Reality television: the lonely crowd

I had the good fortune of visiting my teaching assistants' Introduction to Media classes this week and was fascinated by the discussions I was privy to on reality television. I'll confess that I'm hooked--especially on shows like Top Chef, Project Runway, Blow Out, and American Choppers, all of which give you a behind-the-scenes look at how people do things. I now wish I were a better cook, learned to sew, cut hair, and took metal shop, but that's another story.

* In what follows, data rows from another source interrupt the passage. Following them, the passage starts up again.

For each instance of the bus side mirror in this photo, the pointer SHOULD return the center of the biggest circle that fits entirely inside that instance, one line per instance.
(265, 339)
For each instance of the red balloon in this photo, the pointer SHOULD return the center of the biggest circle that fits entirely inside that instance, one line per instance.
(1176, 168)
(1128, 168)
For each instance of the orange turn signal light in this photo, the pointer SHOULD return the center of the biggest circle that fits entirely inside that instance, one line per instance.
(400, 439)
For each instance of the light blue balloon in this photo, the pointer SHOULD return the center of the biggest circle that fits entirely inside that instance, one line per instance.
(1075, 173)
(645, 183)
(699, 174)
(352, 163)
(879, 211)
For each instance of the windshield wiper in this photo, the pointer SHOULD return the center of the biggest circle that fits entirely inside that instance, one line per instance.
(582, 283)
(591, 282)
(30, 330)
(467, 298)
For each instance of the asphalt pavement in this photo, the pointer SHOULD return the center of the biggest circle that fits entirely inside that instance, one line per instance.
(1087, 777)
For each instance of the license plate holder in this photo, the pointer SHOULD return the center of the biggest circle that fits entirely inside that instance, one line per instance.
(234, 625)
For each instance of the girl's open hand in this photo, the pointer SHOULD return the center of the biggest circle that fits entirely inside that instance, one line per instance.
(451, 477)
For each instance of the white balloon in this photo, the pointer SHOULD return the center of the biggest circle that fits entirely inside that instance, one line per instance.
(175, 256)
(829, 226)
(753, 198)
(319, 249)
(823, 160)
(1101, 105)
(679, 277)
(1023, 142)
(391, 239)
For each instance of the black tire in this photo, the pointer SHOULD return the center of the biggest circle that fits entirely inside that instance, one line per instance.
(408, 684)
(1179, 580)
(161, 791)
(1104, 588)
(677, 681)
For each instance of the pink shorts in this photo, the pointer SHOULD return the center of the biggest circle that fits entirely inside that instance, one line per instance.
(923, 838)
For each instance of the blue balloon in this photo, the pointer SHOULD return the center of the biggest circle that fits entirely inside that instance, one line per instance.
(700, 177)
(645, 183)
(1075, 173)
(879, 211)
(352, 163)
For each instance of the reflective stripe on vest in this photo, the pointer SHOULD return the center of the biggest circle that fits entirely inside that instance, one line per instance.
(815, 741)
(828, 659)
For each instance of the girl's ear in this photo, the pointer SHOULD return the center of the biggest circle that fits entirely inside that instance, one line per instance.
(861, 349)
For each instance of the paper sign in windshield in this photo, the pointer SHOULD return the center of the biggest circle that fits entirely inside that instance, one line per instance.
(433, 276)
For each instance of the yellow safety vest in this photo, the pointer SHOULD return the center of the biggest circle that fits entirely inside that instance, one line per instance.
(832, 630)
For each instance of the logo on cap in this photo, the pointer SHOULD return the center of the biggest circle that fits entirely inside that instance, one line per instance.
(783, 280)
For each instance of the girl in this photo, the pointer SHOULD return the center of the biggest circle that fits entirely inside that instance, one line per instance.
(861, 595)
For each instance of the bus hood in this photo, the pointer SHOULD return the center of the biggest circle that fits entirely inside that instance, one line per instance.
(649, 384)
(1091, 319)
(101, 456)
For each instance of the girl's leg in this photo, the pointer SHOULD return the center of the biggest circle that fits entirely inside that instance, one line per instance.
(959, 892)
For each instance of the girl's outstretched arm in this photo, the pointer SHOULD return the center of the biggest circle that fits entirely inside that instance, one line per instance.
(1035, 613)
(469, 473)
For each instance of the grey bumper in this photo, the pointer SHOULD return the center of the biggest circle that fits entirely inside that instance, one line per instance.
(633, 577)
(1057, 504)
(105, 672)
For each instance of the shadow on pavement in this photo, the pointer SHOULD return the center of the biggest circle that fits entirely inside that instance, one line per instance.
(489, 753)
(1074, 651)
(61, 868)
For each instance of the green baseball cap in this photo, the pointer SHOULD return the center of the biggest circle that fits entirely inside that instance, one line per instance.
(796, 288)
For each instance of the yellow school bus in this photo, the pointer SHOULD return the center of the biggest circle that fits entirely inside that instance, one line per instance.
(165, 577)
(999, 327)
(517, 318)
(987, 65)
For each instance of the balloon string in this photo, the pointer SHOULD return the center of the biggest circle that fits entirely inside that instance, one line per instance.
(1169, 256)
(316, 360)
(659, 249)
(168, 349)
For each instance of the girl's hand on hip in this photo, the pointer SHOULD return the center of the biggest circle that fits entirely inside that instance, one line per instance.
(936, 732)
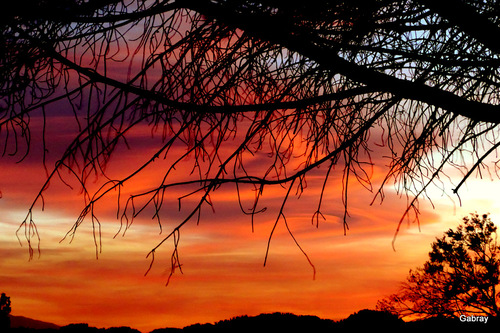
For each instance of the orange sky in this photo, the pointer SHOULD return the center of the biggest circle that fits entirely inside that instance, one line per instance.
(223, 274)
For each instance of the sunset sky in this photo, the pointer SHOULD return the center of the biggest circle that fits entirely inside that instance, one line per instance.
(223, 273)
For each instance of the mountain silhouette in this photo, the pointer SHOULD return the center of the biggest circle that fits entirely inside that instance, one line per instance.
(362, 321)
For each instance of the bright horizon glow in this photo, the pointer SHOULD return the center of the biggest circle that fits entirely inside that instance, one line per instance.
(223, 274)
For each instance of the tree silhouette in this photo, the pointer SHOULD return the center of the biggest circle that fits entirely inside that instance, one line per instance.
(4, 311)
(309, 87)
(460, 277)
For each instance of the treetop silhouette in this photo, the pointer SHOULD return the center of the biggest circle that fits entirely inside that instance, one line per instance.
(309, 87)
(460, 278)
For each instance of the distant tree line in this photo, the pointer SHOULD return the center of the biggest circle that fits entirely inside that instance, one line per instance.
(363, 321)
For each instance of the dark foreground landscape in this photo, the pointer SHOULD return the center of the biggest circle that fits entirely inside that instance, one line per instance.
(364, 320)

Anyway, one of the instructors whose class I visited asked his students to reflect on the characteristics that might define reality television as a genre. One of them provocatively suggested, "isolation." Now, of course, not every show isolates its cast, but many of them--Survivor, Big Brother, Unan1mous, and to some extent programs like America's Next Top Model and The Real World--do. Indeed, in the case of Top Model, I recall seeing a behind-the-scenes show in which past cast members reflected on their not having had access to a telephone other than the one provided by the producers, been allowed to go out, read a paper, pick up a book, or, ironically, watch television. I don't mean to suggest that isolation is an absolutely necessary, generic condition of reality television, but I'd argue (following my teaching assistant's insightful student) that it certainly represents a dominant tendency within the genre. The question then becomes, what are the larger implications of this paradoxically public form of social isolation?

I'll need to ruminate on that question a bit, and perhaps I'll return to it at a later time. For now, I'd say there's an interesting connection to be made here between reality TV and the horror genre.